Since the LLM only sees metadata and sample problematic rows (not the full dataset), this approach can be more privacy-preserving than sending entire datasets to an LLM. The actual computation happens locally or in your secure environment.

How does it handle ambiguous queries?

The system can:

Generate clarifying steps when needed
Use semantic understanding to expand ambiguous terms (like “Europe” → list of countries)
Return multiple possible interpretations of the query for user confirmation
Include validation steps in the transformation pipeline

What are the performance implications?

The hybrid approach offers several performance benefits:

Only calls the LLM once to generate steps, not for processing data
Can cache commonly used transformation patterns
Executes computations using efficient data processing libraries
Scales linearly with data size since LLM involvement is constant

How reliable are the generated transformations?

The system improves reliability by:

Using predefined step types that are known to work
Allowing validation and testing of steps before execution
Providing error correction for data quality issues
Enabling human review of generated steps when needed
Supporting iterative refinement of problematic transformations

What about maintaining and debugging?

The transformation steps provide several advantages for maintenance:

Steps are explicit and can be logged
Each step can be tested independently
Problems can be isolated to specific transformations
Steps can be version controlled and reviewed
The system can generate documentation for the transformations

How does it handle complex data relationships?

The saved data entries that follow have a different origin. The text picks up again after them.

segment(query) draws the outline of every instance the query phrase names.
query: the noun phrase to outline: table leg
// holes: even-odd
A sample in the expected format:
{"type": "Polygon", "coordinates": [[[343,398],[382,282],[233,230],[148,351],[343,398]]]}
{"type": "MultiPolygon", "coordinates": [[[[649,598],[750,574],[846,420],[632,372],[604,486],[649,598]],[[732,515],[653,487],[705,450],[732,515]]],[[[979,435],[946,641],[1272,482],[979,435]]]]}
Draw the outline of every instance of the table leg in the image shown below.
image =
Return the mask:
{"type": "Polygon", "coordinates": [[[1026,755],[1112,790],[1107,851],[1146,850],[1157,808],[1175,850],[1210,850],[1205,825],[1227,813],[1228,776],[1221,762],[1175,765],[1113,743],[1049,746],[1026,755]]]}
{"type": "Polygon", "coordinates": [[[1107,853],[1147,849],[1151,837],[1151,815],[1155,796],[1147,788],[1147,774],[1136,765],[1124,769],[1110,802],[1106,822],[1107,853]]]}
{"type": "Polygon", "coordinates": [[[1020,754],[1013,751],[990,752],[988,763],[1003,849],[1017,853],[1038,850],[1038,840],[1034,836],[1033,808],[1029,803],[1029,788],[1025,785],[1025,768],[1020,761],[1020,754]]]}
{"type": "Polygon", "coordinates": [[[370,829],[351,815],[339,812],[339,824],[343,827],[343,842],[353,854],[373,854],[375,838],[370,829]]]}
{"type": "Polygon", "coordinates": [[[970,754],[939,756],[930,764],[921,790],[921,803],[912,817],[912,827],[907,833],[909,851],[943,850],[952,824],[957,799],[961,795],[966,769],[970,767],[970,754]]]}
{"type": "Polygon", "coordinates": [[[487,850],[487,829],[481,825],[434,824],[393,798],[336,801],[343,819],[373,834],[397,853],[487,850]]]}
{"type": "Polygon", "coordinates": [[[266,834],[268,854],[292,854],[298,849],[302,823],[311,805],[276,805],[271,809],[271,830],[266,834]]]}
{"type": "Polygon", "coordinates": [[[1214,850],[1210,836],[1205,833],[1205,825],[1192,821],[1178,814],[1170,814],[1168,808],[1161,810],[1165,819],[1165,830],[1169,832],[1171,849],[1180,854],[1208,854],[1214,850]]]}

Based on the metadata, the system can:

Understand relationships between different data sources
Generate appropriate join operations
Maintain data integrity through the transformation pipeline
Handle nested and hierarchical data structures

Future work

Fine-tuning: We currently use off-the-shelf base models. Training a model specifically for this task might yield even better, more reliable transformation steps.
Optimized Instructions: Right now, we have a small set of rules. There’s an opportunity to refine these instructions to produce more robust and complex transformations.
Other Domains: This approach isn’t limited to tables. Anywhere you have structured or semi-structured data—like logs or certain configuration formats—you could potentially apply the same pattern.